Differential of norm with symmetric matrix

Question

Let $z: I \rightarrow \mathbb{R}^n$ be a differentiable function. We know that $$\frac{d}{dt} |z(t)|^2= 2\langle z'(t),z(t) \rangle.$$ Now, let $A$ be any $n\times n$ matrix (maybe symmetric, definite positive...etc). Do we have something similar such that the differential is $2\langle z'(t),Az(t) \rangle$? Any remark would be helpful (equality, inequality...etc).

Answer 1

Let $I \subset \Bbb{R}$ be an open set, and let $A \in M_{n \times n}(\Bbb{R})$ be a symmetric matrix. If you assume $z:I \to \Bbb{R}^n$ is differentiable, then you can show that the function $f: I \to \Bbb{R}$ defined by \begin{align} f(t) = \langle A z(t) , z(t)\rangle \end{align} is differentiable and by the chain rule, we have that for every $t \in I$, \begin{align} f'(t) &= \langle A z'(t), z(t) \rangle + \langle A z(t) , z'(t)\rangle \\ &= 2 \langle A z(t) , z'(t)\rangle, \end{align} the last equality is because $A$ is symmetric.

Answer 2

Suppose

$y(t) = \langle z(t), Az(t) \rangle; \tag 1$

then

$\dot y(t) = \langle \dot z(t), Az(t) \rangle + \langle z(t), A\dot z(t) \rangle$ $ = \langle \dot z(t), Az(t) \rangle + \langle A^Tz(t), \dot z(t) \rangle = \langle \dot z(t), Az(t) \rangle + \dot z(t), A^T z(t) \rangle$ $= \langle \dot z(t), (A + A^T)z(t) \rangle; \tag 2$

when $A$ is symmetric,

$A = A^T, \tag 3$

this becomes

$\dot y(t) = 2\langle \dot z(t), Az(t) \rangle. \tag 4$

Nota Bene: It is also worth observing that the operator $A$ occurring in (2), (4) may be transferred to $\dot z(t)$ via the usual properties of the matrix transpose, viz.

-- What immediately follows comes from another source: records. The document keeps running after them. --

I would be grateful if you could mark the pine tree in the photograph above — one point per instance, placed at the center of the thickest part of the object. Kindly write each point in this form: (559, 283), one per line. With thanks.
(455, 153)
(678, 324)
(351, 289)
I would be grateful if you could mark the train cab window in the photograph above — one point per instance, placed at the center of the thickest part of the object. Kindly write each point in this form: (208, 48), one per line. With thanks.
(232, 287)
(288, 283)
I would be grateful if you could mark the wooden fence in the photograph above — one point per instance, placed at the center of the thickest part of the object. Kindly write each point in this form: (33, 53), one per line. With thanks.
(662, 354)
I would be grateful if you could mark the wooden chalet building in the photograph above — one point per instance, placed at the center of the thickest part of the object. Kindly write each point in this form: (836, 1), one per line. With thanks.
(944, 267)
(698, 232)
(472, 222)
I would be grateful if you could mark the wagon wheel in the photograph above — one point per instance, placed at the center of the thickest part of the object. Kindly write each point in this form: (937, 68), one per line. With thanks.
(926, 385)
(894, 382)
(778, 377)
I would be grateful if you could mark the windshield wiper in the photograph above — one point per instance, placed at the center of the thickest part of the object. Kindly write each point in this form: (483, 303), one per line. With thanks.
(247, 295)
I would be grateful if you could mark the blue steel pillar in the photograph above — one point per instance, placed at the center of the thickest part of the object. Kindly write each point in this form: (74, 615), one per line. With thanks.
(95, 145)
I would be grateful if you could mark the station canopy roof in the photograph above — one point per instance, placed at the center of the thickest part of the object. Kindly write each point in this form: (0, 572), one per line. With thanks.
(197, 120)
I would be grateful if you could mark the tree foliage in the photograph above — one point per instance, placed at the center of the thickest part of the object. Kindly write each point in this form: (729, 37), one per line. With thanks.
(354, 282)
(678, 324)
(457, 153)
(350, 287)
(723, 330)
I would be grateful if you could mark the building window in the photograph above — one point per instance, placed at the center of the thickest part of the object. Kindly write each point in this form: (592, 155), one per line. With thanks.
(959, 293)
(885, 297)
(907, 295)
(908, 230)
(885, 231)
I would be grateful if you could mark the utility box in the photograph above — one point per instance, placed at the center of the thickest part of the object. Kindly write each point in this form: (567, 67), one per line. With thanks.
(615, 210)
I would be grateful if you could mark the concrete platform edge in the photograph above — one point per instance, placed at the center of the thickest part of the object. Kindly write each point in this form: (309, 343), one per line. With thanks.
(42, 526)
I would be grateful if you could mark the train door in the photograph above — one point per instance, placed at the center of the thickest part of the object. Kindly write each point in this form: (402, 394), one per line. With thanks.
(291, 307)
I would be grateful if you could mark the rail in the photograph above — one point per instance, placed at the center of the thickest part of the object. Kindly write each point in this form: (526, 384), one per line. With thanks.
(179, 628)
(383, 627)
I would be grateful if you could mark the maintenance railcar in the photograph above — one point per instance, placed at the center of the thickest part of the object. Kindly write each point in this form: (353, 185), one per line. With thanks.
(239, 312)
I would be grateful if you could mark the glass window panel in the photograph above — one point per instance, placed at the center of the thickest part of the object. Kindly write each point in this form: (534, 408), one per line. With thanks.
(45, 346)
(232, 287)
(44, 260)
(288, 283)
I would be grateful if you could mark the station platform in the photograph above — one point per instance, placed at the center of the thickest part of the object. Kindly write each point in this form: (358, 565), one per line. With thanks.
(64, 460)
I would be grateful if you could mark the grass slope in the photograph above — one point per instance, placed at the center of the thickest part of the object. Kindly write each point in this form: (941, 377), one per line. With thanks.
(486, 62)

$\dot y(t) = \langle (A + A^T)\dot z(t), z(t) \rangle = \langle z(t), (A + A^T)\dot z(t) \rangle, \tag 5$

and

$\dot y(t) = 2\langle A\dot z(t), z(t) \rangle = 2 \langle z(t), A\dot z(t) \rangle \tag 4$

in the event that $A = A^T$ is symmetric. End of Note.